Supposing $(X,Y)$ are independent and then proving $m_{X,Y}(t_1,t_2)=m_X(t_1)m_Y(t_2)$ is trivial since for two independent variables $X,Y$, $E(g_1(X)g_2(Y))=E(g_1(X))E(g_2(Y))$.

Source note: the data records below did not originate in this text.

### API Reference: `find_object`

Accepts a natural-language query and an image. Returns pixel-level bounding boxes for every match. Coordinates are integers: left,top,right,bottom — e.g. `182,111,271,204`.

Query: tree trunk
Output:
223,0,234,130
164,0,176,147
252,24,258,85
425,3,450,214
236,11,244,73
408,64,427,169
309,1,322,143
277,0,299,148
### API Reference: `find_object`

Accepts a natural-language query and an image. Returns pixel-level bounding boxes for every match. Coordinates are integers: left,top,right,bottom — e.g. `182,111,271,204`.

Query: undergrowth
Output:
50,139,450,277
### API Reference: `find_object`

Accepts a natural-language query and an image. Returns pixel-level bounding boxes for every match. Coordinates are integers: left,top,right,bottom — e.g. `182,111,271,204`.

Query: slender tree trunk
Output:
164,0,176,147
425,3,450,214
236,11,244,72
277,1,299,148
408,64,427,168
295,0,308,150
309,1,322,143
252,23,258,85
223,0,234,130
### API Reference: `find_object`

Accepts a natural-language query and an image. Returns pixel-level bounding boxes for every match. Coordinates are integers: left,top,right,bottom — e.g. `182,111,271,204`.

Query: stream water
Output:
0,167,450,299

Now conversely, we say, $m_{X,Y}(t_1,t_2)=m_X(t_1)m_Y(t_2)$, i.e
$\int_{-\infty}^{\infty}\int_{-\infty}^{\infty}e^{t_1x+t_2y}f_{X,Y}(x,y)dydx=\int_{-\infty}^{\infty}e^{t_1x}f_X(x)dx\int_{-\infty}^{\infty}e^{t_2y}f_Y(y)dy$=$\int_{-\infty}^{\infty}\int_{-\infty}^{\infty}e^{t_1x+t_2y}f_X(x)f_Y(y)dydx$
Hence,
$\int_{-\infty}^{\infty}\int_{-\infty}^{\infty}e^{t_1x+t_2y}f_{X,Y}(x,y)dydx-\int_{-\infty}^{\infty}\int_{-\infty}^{\infty}e^{t_1x+t_2y}f_X(x)f_Y(y)dydx=0$
that is,
$\int_{-\infty}^{\infty}\int_{-\infty}^{\infty}e^{t_1x+t_2y}(f_{X,Y}(x,y)-f_X(x)f_Y(y))dy\:dx=0$
Now, if $(f_{X,Y}(x,y)-f_X(x)f_Y(y))\geq 0$ we have what we want, but I am not sure whether that is true in general, is it ?
Can anyone help ?